The Bones of Avalon
- First edition
- Author: Phil Rickman
- Language: English
- Series: The John Dee Papers
- Genre: Historical novel
- Publisher: Atlantic Books (England)
- Publication date: 1 April 2010
- Publication place: England
- Media type: Print (Hardback)
- Pages: 480
- ISBN: 978-1848872707

= The Bones of Avalon =

2010 novel by Phil Rickman

The Bones of Avalon is a novel in first-person narrative mode by Phil Rickman. It is about John Dee, who investigates undercover on Her Majesty's Service. It was followed by The Heresy of Dr Dee.

== Plot ==

===Part 1===
John Dee is visited by Elizabeth I of England at Mortlake. She implies she wants to do some research on "our royal ancestor" King Arthur. Subsequently, her Secretary of State Sir William Cecil assigns him to seize King Arthur's bones. This would finally refute the still popular myth of King Arthur's messianic return. Sir William Cecil wants to have Arthur's bones "formally presented" to the Queen by Dee, who Her Majesty considers "her Merlin".

===Part 2===
John Dee arrives in Glastonbury, where according to Giraldus Cambrensis some centuries ago a successful excavation of King Arthur's remains had taken place. When Dee's supporter Robert Dudley falls seriously ill, the local healer Eleanor Borrow is charged with curing him. She fetches mineral water from the Chalice Well because she thinks it increases the impact of her herbal medicine. Later, when the mutilated corpse of Dudley's servant is found, Eleanor Borrow is suspected of murdering him as part of a satanic ritual.

===Part 3===
John Dee learns that Queen Elizabeth is haunted by nightmares because it is unclear what happened to Arthur's bones. Still his search remains futile. He meets secretly with Eleanor Borrow. She informs him that her late mother worked with John Leland. Craving visions he talks her into giving him some of her mother's most dangerous elixir. When he awakens after his trip, she has disappeared.

===Part 4===
John Dee continues his search and even excavates Eleanor Borrow's mother. In her coffin he finds a map she made together with the famous antiquarian John Leland. This reveals to him what Richard Whiting wouldn't disclose even under the most severe torture. But Eleanor has been arrested and sentenced to death.

===Part 5===
John detects the lost books of the destroyed Glastonbury Abbey. Here he also encounters Michel de Nostredame who discloses to him how the Jesuits intend to replace the Protestant Queen Elizabeth with Mary Stuart.

== Characters ==
- John Dee is so famous counterfeit pamphlets are sold under his name, this making him an early victim of brand piracy
- Francis Walsingham is the Queen's spymaster
- Blanche Parry is Elizabeth I of England's lady-in-waiting and also John Dee's cousin
- Sir William Cecil has already served Lady Jane Grey and Mary I of England
- Edmund Bonner is an English bishop who warns that French Catholics take the current English Queen for a witch.
- Peter Carew is an adventurer who leads John Dee to Glastonbury
- Robert Dudley, 1st Earl of Leicester pretends to be a member of the Queen's Commission on Antiquities
- Sir Edmund Fyche is a local authority who once hanged Eleanor's mother for alleged necromancy and accuses Eleanor too
- Joan Tyrre is a woman who cherishes folklore and believes in it.

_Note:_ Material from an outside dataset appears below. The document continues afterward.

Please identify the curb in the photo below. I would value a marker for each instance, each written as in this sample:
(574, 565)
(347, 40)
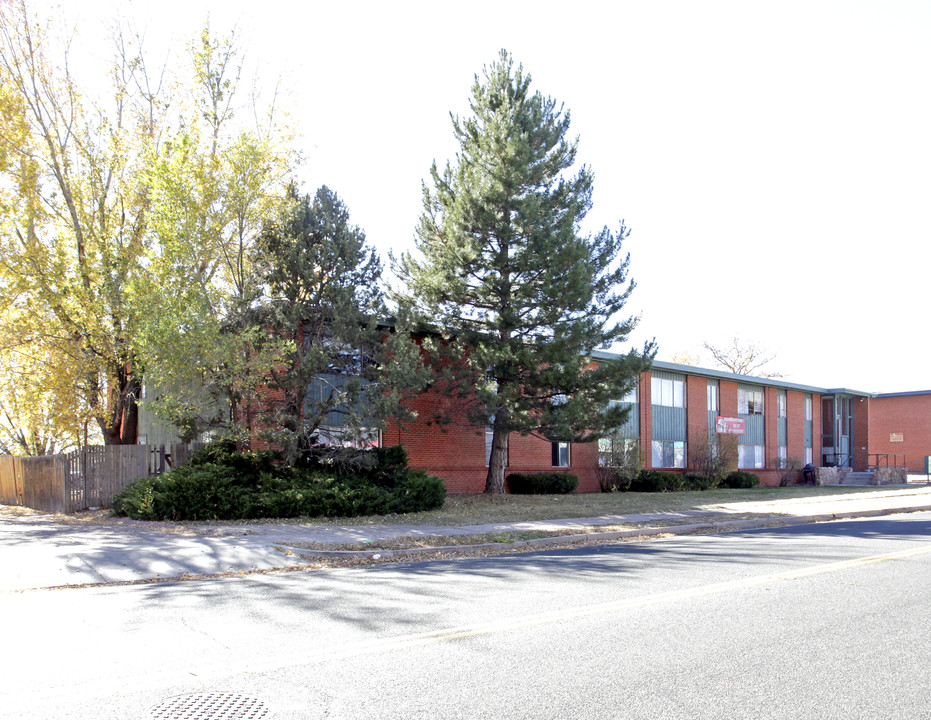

== Historical inaccuracies ==
Phil Rickman admits in the book's Notes and Credits that according to contemporary records Joan Tyrre lived in Taunton.

==Reception==
The novel received mixed reviews. Jennifer Monahan Winberry considered Rickman's tale enjoyable for connoisseurs of the Arthurian legend but also for aficionados of the Elizabethan era. Margaret Donsbach wrote the plot progressed "slow-moving at times" but a readership "interested in the Renaissance approach to science and the occult" would appreciate the novel as "an authentic, insightful portrayal of the period". Amanda Gillies praised Rickman for his diligent research and strongly recommended his novel for readers who relish historical crime stories. Kirkus Reviews published a similar opinion and judged Rickman had described historical persons "with admirable scholarship and verve". Publishers Weekly reviewer on the other hand complained Rickman's novel wouldn't "do justice to the intriguing Dee" and pointed out that Dee also was a mathematician.